TAB characters are used in a lot of places: tables, indented paragraphs, source code for programs, the output of many programs, and so on. UNIX handles TABs in a flexible way that's different from some other computer systems.

Most UNIX programs, printers, and terminals are set up to assume tabstops every 8 columns. That is, if the terminal or printer gets a TAB character on its input, it moves to the next tabstop position: column 9, 17, 25, etc. The UNIX system (kernel, device driver (42.1)) usually doesn't interpret TAB characters or set tabstops; it treats the TABs like any other character, passing them on to utilities or hardware like terminals.

You might want to use tabstop intervals other than 8. When I write programs, for example, an 8-character indent wastes space, so I use a 4-character indent. If you want to use different tabstops, too, you need to understand how TABs are handled.

41.4.1 TAB Is Just Another Character to UNIX

Typing TAB sends a single TAB character to the UNIX system. If you're editing a file, the editor probably puts that single TAB character into the file. Later, when you use cat (25.2), pr (43.7), lp (43.2), and so on, they read each TAB and send out that single character to your terminal, printer, or whatever. The TAB is usually interpreted by the hardware device itself. Before that, it's a single character like any other. (But see the stty -tabs command below.)
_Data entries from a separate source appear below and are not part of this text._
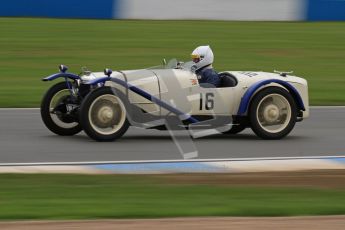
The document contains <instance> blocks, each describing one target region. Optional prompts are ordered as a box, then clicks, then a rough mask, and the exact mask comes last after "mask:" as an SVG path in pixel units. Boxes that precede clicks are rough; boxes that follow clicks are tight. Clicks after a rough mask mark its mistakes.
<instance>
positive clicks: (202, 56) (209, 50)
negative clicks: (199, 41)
mask: <svg viewBox="0 0 345 230" xmlns="http://www.w3.org/2000/svg"><path fill="white" fill-rule="evenodd" d="M192 60H193V62H194V68H195V70H198V69H200V68H202V67H205V66H208V65H211V64H212V63H213V60H214V56H213V52H212V50H211V48H210V46H208V45H207V46H199V47H197V48H196V49H195V50H194V51H193V52H192Z"/></svg>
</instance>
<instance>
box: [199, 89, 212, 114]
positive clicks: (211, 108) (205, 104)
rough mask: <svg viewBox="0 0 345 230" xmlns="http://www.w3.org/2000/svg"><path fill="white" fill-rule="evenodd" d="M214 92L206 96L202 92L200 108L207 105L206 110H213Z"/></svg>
mask: <svg viewBox="0 0 345 230" xmlns="http://www.w3.org/2000/svg"><path fill="white" fill-rule="evenodd" d="M213 98H214V94H213V93H206V94H205V98H204V95H203V94H202V93H200V105H199V110H203V107H204V106H205V110H211V109H213V108H214V100H213ZM204 101H205V102H204Z"/></svg>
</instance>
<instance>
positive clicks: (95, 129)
mask: <svg viewBox="0 0 345 230" xmlns="http://www.w3.org/2000/svg"><path fill="white" fill-rule="evenodd" d="M89 120H90V124H91V126H92V127H93V129H94V130H95V131H97V132H98V133H100V134H103V135H109V134H113V133H115V132H117V131H118V130H119V129H120V128H121V127H122V125H123V123H124V122H125V120H126V113H125V108H124V105H123V103H122V102H121V100H119V99H118V98H117V97H116V96H115V95H111V94H107V95H102V96H100V97H98V98H97V99H96V100H95V101H94V102H93V103H92V104H91V106H90V109H89Z"/></svg>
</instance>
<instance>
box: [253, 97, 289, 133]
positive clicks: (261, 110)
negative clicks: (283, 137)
mask: <svg viewBox="0 0 345 230" xmlns="http://www.w3.org/2000/svg"><path fill="white" fill-rule="evenodd" d="M256 114H257V120H258V121H259V124H260V126H261V127H262V128H263V129H264V130H266V131H267V132H271V133H278V132H280V131H282V130H284V129H285V128H286V127H287V125H288V124H289V121H290V119H291V106H290V104H289V101H288V100H287V99H286V98H285V97H283V96H282V95H279V94H270V95H267V96H266V97H264V98H263V99H262V100H261V101H260V103H259V105H258V108H257V112H256Z"/></svg>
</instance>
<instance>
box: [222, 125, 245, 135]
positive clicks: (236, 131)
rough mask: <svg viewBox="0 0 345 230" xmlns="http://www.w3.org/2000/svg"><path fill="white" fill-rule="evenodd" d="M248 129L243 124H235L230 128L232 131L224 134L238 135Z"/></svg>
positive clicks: (225, 132) (244, 125) (224, 133)
mask: <svg viewBox="0 0 345 230" xmlns="http://www.w3.org/2000/svg"><path fill="white" fill-rule="evenodd" d="M246 128H247V126H245V125H243V124H235V125H233V126H232V127H231V128H230V130H228V131H226V132H224V134H237V133H240V132H242V131H243V130H245V129H246Z"/></svg>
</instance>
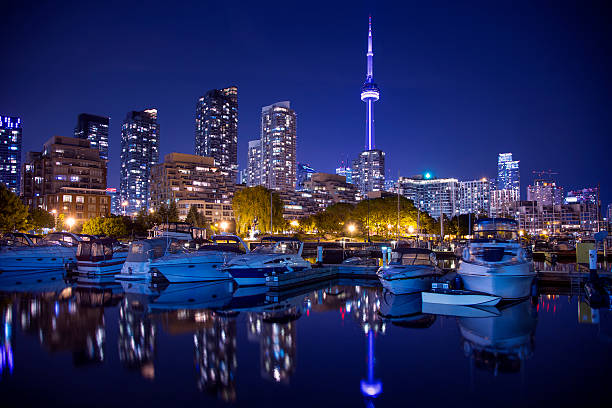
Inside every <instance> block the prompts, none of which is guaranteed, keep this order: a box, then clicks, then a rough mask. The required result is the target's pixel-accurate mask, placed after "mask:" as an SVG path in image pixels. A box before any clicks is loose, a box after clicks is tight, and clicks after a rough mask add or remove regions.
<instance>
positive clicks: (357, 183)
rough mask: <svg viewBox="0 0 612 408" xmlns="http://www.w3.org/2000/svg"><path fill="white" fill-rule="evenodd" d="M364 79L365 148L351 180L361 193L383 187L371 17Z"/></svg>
mask: <svg viewBox="0 0 612 408" xmlns="http://www.w3.org/2000/svg"><path fill="white" fill-rule="evenodd" d="M366 58H367V73H366V80H365V82H364V84H363V86H362V87H361V100H362V101H364V102H365V103H366V142H365V150H364V151H363V152H361V154H360V155H359V157H357V159H355V160H354V161H353V171H352V173H353V177H352V179H353V180H352V181H353V183H354V184H355V185H356V186H357V188H358V189H359V191H360V192H361V194H363V195H365V194H367V193H368V192H369V191H382V190H384V187H385V153H384V152H383V151H382V150H379V149H376V147H375V143H374V106H373V104H374V102H376V101H377V100H378V99H379V98H380V91H379V90H378V86H376V83H374V52H373V49H372V17H370V20H369V23H368V51H367V53H366Z"/></svg>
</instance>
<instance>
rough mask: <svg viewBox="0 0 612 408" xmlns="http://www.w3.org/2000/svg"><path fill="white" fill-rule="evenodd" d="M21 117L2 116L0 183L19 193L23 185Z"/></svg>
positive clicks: (12, 116) (0, 165)
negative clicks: (19, 191)
mask: <svg viewBox="0 0 612 408" xmlns="http://www.w3.org/2000/svg"><path fill="white" fill-rule="evenodd" d="M21 136H22V127H21V118H19V117H14V116H0V183H2V184H4V185H5V186H6V187H7V188H8V189H9V190H10V191H12V192H13V193H15V194H17V195H19V190H20V187H21Z"/></svg>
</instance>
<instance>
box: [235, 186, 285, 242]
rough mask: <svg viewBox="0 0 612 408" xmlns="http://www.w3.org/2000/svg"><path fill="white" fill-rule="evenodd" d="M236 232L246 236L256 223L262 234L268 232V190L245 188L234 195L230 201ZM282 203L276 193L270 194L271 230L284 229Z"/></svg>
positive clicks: (268, 219)
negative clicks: (231, 206) (253, 225)
mask: <svg viewBox="0 0 612 408" xmlns="http://www.w3.org/2000/svg"><path fill="white" fill-rule="evenodd" d="M232 205H233V209H234V218H235V219H236V231H237V232H238V233H239V234H246V233H247V231H248V230H249V229H250V228H251V227H252V226H253V225H254V223H255V222H257V228H258V229H259V230H260V231H263V232H272V231H270V212H271V211H270V190H268V189H267V188H265V187H263V186H256V187H247V188H243V189H241V190H239V191H236V193H235V194H234V199H233V201H232ZM284 225H285V220H284V219H283V201H282V200H281V198H280V196H279V195H278V193H276V192H272V229H273V230H280V229H282V228H283V227H284Z"/></svg>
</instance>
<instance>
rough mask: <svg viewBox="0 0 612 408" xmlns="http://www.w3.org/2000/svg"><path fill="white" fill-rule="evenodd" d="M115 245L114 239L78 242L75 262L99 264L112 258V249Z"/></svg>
mask: <svg viewBox="0 0 612 408" xmlns="http://www.w3.org/2000/svg"><path fill="white" fill-rule="evenodd" d="M116 244H117V240H116V239H114V238H98V239H92V240H89V241H81V242H79V247H78V248H77V260H79V261H91V262H100V261H107V260H109V259H112V258H113V247H114V246H115V245H116Z"/></svg>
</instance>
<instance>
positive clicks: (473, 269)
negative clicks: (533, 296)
mask: <svg viewBox="0 0 612 408" xmlns="http://www.w3.org/2000/svg"><path fill="white" fill-rule="evenodd" d="M517 230H518V224H517V222H516V221H515V220H513V219H509V218H485V219H481V220H478V221H477V222H476V225H475V226H474V239H472V241H471V242H470V244H469V245H468V247H467V248H466V249H465V250H464V251H463V260H462V262H461V264H460V265H459V270H458V272H457V273H458V274H459V276H460V277H461V280H462V281H463V287H464V288H465V289H467V290H471V291H475V292H483V293H488V294H491V295H496V296H501V297H502V298H504V299H521V298H524V297H527V296H529V294H530V293H531V285H532V283H533V280H534V278H535V272H534V271H533V268H531V262H530V261H529V260H528V258H527V255H526V252H525V250H524V249H523V248H522V247H521V245H520V244H519V242H518V231H517Z"/></svg>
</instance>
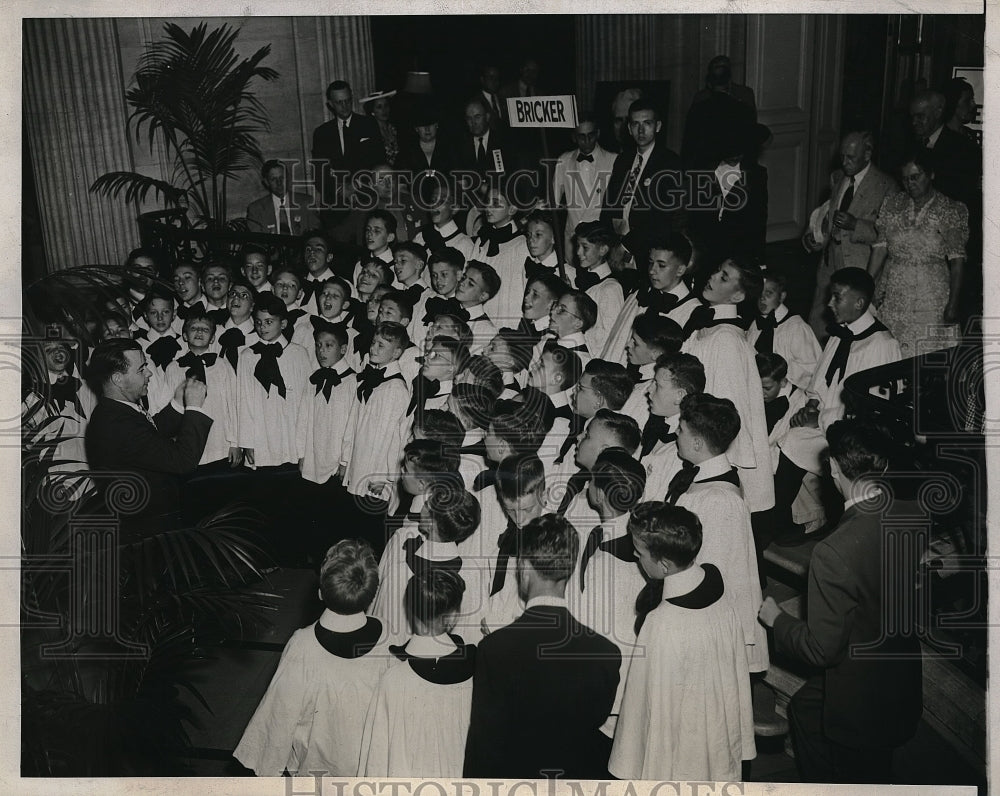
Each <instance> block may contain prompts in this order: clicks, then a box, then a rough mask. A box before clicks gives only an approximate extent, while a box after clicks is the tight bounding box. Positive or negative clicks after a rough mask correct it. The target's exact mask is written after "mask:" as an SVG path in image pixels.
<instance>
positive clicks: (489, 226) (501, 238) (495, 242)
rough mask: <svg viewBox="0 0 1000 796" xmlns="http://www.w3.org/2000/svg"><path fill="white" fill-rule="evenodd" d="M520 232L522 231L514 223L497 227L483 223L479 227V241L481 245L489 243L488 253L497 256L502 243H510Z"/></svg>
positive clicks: (480, 244) (479, 243) (480, 245)
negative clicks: (498, 227)
mask: <svg viewBox="0 0 1000 796" xmlns="http://www.w3.org/2000/svg"><path fill="white" fill-rule="evenodd" d="M520 234H521V233H520V232H519V231H518V229H517V226H516V225H514V224H507V225H506V226H503V227H500V228H499V229H497V228H496V227H493V226H491V225H490V224H488V223H487V224H483V225H482V226H481V227H480V228H479V235H478V236H477V243H478V244H479V246H480V247H482V246H485V245H486V244H489V245H488V246H487V248H486V254H487V256H489V257H495V256H496V255H498V254H499V253H500V245H501V244H503V243H509V242H510V241H512V240H514V238H516V237H518V236H519V235H520Z"/></svg>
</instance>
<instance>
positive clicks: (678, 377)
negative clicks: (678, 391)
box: [656, 351, 705, 395]
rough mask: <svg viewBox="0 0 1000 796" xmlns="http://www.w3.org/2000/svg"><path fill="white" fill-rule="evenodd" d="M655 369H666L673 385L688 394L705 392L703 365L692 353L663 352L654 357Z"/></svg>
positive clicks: (704, 375)
mask: <svg viewBox="0 0 1000 796" xmlns="http://www.w3.org/2000/svg"><path fill="white" fill-rule="evenodd" d="M656 370H668V371H669V372H670V380H671V381H672V382H673V383H674V387H676V388H677V389H679V390H684V392H686V393H687V394H688V395H695V394H698V393H703V392H705V366H704V365H702V364H701V360H700V359H698V357H696V356H695V355H694V354H685V353H681V352H679V351H678V352H676V353H673V354H663V355H662V356H660V357H657V359H656Z"/></svg>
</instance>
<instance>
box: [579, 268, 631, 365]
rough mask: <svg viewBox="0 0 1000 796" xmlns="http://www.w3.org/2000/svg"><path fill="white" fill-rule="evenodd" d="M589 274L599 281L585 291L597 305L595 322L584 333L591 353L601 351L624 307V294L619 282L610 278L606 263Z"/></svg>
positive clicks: (610, 271)
mask: <svg viewBox="0 0 1000 796" xmlns="http://www.w3.org/2000/svg"><path fill="white" fill-rule="evenodd" d="M591 273H592V274H594V275H596V276H598V277H600V280H601V281H600V282H598V283H597V284H596V285H594V286H593V287H589V288H587V290H586V291H585V292H586V294H587V295H588V296H590V297H591V298H592V299H593V300H594V303H596V304H597V322H596V323H595V324H594V325H593V326H592V327H590V328H589V329H588V330H587V331H586V332H585V333H584V337H585V338H586V340H587V348H589V349H590V350H591V351H603V350H604V346H605V345H606V344H607V342H608V337H609V336H610V335H611V329H612V327H613V326H614V325H615V320H616V319H617V318H618V313H620V312H621V311H622V307H623V306H624V305H625V292H624V291H623V290H622V286H621V282H619V281H618V280H617V279H614V278H613V277H612V276H611V266H609V265H608V264H607V263H601V264H600V265H598V266H597V268H594V269H593V270H592V271H591Z"/></svg>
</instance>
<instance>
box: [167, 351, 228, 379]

If your terminal has a setup mode, enter setup mode and look at the tabstop settings. They're probably set at columns 9, 17, 25, and so on. When your terminal receives a TAB from the UNIX system, the terminal moves the cursor to the terminal's next tabstop.

For example, your terminal might have different tabstops - maybe 11, 21, 31, and so on. Let's say that you're catting a file. The programmer who made the file had her terminal tabstops set at the default 8-column intervals. When she typed it, she used TABs (shown as > in this example) to indent the lines. Her terminal showed the file this way:

% cat prog
while read line; do
>       set $line
>       for word in line; do
>       >       case "$1" in
...

If your terminal has tabstops set at 12 characters, the same file would look like this:

% cat prog
while read line; do
>           set $line
>           for word in line; do
>           >           case "$1" in
...

Neither the UNIX kernel nor the cat program did anything different to the prog file. The terminal interprets the TABs.

If you want to display or edit a file that has different tabstops than your terminal, what can you do?

If you make a file with non-standard tabstops, it's a good idea to put a comment in the file so people will know. Or, before you save the file for the last time, expand the TABs into spaces. With vi on a system that has expand, for example, this command would convert TABs to spaces at 4-column tabstops:

:%! 
:%!expand -4

The opposite of expand is, naturally enough, unexpand (24.6). It converts spaces back to TABs at 8-column tabstops.

41.4.2 Telling UNIX to Expand TABs

I said above that the UNIX kernel and device drivers don't usually expand TABs into spaces. Sometimes, if you're having a lot of trouble with funny-looking tabstop settings, you might ask the device driver to expand the TABs into spaces. The command is:

% stty -tabs

Now in most cases, UNIX will not send TABs to your terminal. It's better to fix your terminal's tabstops, if you can.